Sarah: When our ensemble arrived at the auditorium, we immediately came together to work. We set up the set, the actors dove into their costumes and make-up, we all circled up for a brief vocal warm up and in less that 20 minutes the women were ready to perform! They were more professional than most professionals. Many of the women shared that they were terrified to perform in front of their first audience and all offered each other support and encouragement. They were a wonder on stage - funny and brave and taking care of each other through every moment! I have come to expect this cast to be patient with each other and to respect each other and to share themselves with each other but to see them share their courage, humor, and patience in front of their audience too was moving betting belief! I could not be more honored that this group of women welcomes me into their midst!
Kyle: I feel like a bit of a broken record, but my reflections are right in line with what always comes to me when working in the prison: it sometimes doesn’t feel like I’m in a prison, it just feels like I am doing a show. It’s hard to describe really, but there were the same buzz and butterflies that come with the opening night of any show. The women come off the stage and ask how they think the show is going so far, how they think they did in that last scene, put hands to heads at a flubbed line or prop malfunction.
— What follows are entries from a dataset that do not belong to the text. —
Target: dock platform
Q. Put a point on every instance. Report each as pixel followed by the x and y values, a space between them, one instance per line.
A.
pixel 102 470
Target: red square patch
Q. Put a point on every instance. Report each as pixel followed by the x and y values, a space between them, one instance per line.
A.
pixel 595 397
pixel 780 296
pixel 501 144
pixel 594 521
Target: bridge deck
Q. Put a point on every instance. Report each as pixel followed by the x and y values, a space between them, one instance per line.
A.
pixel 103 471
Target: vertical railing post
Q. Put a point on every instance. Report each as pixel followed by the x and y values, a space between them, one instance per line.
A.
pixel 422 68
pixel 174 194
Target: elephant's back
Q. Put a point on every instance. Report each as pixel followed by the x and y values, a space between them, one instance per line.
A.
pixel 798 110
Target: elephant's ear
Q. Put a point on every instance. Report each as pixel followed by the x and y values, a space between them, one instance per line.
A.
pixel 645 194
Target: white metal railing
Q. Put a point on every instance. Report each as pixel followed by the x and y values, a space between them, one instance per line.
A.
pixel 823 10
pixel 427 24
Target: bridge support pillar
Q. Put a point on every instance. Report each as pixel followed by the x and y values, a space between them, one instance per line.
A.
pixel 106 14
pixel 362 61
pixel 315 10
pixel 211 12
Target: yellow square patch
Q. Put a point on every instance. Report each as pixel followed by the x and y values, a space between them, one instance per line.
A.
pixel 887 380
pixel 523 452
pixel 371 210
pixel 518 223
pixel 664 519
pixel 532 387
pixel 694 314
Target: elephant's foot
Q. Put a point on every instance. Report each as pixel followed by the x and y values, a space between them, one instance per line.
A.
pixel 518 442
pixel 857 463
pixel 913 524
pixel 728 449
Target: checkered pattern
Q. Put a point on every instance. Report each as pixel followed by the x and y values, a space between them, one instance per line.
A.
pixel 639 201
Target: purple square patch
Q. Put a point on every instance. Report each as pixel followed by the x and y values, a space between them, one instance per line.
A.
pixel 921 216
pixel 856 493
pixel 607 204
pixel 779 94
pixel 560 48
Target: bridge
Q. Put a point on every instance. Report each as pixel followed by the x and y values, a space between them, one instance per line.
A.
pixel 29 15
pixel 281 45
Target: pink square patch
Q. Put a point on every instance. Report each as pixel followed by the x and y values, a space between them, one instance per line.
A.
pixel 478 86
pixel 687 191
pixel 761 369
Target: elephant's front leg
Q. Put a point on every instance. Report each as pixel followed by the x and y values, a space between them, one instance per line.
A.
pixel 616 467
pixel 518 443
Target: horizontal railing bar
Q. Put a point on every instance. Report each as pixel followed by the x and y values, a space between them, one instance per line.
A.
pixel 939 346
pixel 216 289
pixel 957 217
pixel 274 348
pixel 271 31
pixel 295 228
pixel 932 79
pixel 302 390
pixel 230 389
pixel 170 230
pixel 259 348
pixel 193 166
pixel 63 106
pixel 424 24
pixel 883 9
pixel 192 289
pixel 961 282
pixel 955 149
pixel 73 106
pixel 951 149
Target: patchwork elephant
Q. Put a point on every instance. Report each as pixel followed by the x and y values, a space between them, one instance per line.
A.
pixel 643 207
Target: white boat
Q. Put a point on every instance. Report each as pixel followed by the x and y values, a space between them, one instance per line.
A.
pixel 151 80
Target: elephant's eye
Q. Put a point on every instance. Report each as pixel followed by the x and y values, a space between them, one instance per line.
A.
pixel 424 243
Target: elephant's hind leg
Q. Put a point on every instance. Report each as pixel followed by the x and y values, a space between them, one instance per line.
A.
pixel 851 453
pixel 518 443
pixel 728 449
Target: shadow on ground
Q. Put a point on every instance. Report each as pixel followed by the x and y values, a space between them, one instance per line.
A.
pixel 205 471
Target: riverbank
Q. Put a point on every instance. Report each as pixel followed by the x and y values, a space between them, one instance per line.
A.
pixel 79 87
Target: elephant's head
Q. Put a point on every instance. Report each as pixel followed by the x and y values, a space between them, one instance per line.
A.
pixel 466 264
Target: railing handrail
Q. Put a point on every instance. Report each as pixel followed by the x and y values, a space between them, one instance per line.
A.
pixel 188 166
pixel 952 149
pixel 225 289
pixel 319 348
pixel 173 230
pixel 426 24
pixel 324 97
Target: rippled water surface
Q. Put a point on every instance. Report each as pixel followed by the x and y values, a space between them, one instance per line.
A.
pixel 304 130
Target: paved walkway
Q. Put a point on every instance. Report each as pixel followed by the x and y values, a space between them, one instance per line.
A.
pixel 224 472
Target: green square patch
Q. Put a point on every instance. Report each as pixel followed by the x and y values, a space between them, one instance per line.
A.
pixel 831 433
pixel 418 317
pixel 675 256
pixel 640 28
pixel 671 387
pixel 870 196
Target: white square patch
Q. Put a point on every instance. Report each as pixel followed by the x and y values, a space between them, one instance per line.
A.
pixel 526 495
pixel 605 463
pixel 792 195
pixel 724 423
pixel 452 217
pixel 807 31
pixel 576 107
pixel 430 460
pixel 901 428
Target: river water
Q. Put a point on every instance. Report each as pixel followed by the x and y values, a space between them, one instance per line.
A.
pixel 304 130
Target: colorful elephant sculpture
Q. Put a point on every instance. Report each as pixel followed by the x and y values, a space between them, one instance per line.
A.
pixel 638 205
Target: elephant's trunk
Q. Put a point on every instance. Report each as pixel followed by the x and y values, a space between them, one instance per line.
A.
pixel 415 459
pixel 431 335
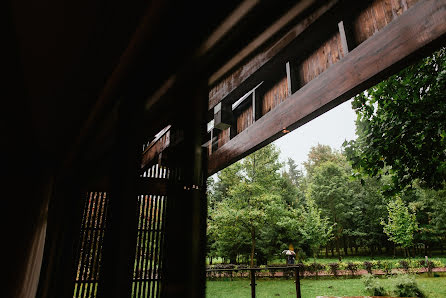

Not all that dissimilar from any other show in which I have been. Having the costumes was a game changer. It is something special when someone thinks about what clothing would work just for you, or that would fit just right for your character; I really underestimated the impact of that exchange, and wouldn’t have thought it would go as far as it did to make it feel like a “real show.” I think the most important lesson for the women was to keep having fun no matter what - if the actors are having fun, then the audience is going to have fun, too. Sure, things went wrong; sure, lines were forgotten - that’s life, and that’s theatre. It contains a powerful lesson, though: no matter what goes wrong, you keep going and you keep smiling. As I said above, that goes for life and theatre. When we left, there was still light outside, and sun was setting, which was strange because most of the year we would leave in darkness. It seemed a fitting way to finish the process. I was beaming with pride for the women’s achievement and feel so grateful to have been a part of the program.